In a joint statement, Multilateral organizations have given the G20 four points aimed at improving the delivery of vaccines to developing nations.
The organizations formed a Working Group on Covid-19 Vaccines, Therapeutics and Diagnostics for Development and called on the G-20, "as an urgent step, to adopt the goal of at least having at least 40 percent of the population vaccinated in all countries by the end of 2021, and at least 60 percent by the first half of 2022«.
At the same time, they called for "more vaccine doses to be shared now, ensuring that at least one billion doses are shared with developing countries in 2021 starting immediately," said a joint statement from the multilateral organizations.
They further called on the G20 to “provide financing, including grants and concessional financing, to close residual gaps, including through the ACT-Accelerator.”
The Access to Covid-19 Tools Accelerator (ACT) It is a global collaboration, between multilateral and private international institutions seeking to accelerate the development, production and equitable access to tests, treatments and vaccines.
All of these organizations have joined forces to accelerate the end of the pandemic by supporting the development and equitable distribution of the tests, treatments and vaccines the world needs to reduce mortality and serious illness, restoring full social and economic activity globally in the short term, and facilitating high-level control of COVID-19 disease in the medium term.
Finally, the Working Group called on the G-20 to "remove all barriers to the export of inputs and finished vaccines, and other barriers to supply chain operations«.
In their statement, they highlight that "As many countries struggle with new variants and a third wave of infections, accelerating access to vaccines becomes even more critical to ending the pandemic everywhere and achieving broad-based growth.”

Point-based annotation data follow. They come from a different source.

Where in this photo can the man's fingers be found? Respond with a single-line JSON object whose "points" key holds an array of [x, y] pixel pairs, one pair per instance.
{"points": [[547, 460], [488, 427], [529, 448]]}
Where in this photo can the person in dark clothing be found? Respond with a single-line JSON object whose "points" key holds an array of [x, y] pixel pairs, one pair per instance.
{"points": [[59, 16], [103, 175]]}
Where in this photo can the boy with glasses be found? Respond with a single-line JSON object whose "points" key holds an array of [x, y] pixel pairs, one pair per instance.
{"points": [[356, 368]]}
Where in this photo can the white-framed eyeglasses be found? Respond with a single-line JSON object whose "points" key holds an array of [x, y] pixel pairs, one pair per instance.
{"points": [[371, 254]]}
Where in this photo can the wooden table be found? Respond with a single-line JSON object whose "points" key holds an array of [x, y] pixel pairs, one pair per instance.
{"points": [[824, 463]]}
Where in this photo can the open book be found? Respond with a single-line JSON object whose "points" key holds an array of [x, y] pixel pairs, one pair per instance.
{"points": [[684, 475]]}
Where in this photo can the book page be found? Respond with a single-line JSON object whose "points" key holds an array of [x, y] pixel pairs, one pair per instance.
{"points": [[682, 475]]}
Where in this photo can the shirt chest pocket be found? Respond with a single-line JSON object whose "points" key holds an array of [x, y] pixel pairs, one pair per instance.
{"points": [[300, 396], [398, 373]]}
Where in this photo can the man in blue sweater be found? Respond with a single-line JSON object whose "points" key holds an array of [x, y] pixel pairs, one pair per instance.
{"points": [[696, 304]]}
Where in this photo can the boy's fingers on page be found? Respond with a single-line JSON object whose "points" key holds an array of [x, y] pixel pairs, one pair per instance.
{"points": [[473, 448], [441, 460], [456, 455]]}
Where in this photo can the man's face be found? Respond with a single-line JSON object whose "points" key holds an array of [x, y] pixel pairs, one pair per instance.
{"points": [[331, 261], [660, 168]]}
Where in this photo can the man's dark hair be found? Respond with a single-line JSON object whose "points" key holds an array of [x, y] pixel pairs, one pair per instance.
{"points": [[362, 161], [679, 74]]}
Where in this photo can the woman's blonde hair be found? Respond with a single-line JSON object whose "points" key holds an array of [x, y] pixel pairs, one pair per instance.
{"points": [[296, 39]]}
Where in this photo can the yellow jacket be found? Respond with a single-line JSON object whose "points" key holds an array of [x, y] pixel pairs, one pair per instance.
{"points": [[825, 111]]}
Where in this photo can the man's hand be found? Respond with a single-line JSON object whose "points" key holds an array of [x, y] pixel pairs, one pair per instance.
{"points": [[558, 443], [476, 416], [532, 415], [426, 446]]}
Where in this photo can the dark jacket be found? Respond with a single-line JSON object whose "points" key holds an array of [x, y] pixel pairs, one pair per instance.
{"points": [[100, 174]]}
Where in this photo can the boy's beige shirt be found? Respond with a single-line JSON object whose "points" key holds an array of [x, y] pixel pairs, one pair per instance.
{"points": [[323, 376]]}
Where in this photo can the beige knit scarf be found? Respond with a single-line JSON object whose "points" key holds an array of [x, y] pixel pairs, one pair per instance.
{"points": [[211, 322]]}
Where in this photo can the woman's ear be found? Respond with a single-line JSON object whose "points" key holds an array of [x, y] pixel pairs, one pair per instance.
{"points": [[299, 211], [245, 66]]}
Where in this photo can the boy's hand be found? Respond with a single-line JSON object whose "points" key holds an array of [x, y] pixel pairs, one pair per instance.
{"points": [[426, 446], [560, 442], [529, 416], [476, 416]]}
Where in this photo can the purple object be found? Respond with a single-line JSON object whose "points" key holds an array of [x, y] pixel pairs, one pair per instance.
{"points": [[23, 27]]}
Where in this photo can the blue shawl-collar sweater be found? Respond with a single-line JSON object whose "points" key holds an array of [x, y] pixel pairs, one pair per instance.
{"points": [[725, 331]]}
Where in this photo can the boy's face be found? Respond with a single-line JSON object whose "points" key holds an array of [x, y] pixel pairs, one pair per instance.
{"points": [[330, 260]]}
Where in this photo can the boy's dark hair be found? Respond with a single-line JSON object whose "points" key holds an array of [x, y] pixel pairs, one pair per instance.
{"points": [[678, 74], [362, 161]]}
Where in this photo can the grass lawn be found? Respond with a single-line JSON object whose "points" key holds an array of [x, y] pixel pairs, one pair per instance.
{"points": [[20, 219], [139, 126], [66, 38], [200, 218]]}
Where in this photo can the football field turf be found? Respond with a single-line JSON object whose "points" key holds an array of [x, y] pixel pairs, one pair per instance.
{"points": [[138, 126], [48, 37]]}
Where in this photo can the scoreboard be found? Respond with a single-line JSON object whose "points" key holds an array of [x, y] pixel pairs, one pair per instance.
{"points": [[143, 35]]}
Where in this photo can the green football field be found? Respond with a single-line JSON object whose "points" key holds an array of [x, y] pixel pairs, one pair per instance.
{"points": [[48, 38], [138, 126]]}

They further stress that they are "deeply concerned about the limited vaccines, therapeutics, diagnostics and delivery support available to developing countries."Urgent action is needed now to stop the growing human toll due to the pandemic and to stop further divergence in economic recovery between advanced economies and the rest."
They then noted that a “Task Force has been formed, as a war room to help track, coordinate and promote the delivery of health tools to developing countries and to mobilize relevant national stakeholders and leaders to remove critical obstacles, in support of the priorities set out by the World Bank Group, the IMF, the WHO and the WTO, including in the joint statements of June 1 and 3, and in the $50.000 billion IMF staff proposal.”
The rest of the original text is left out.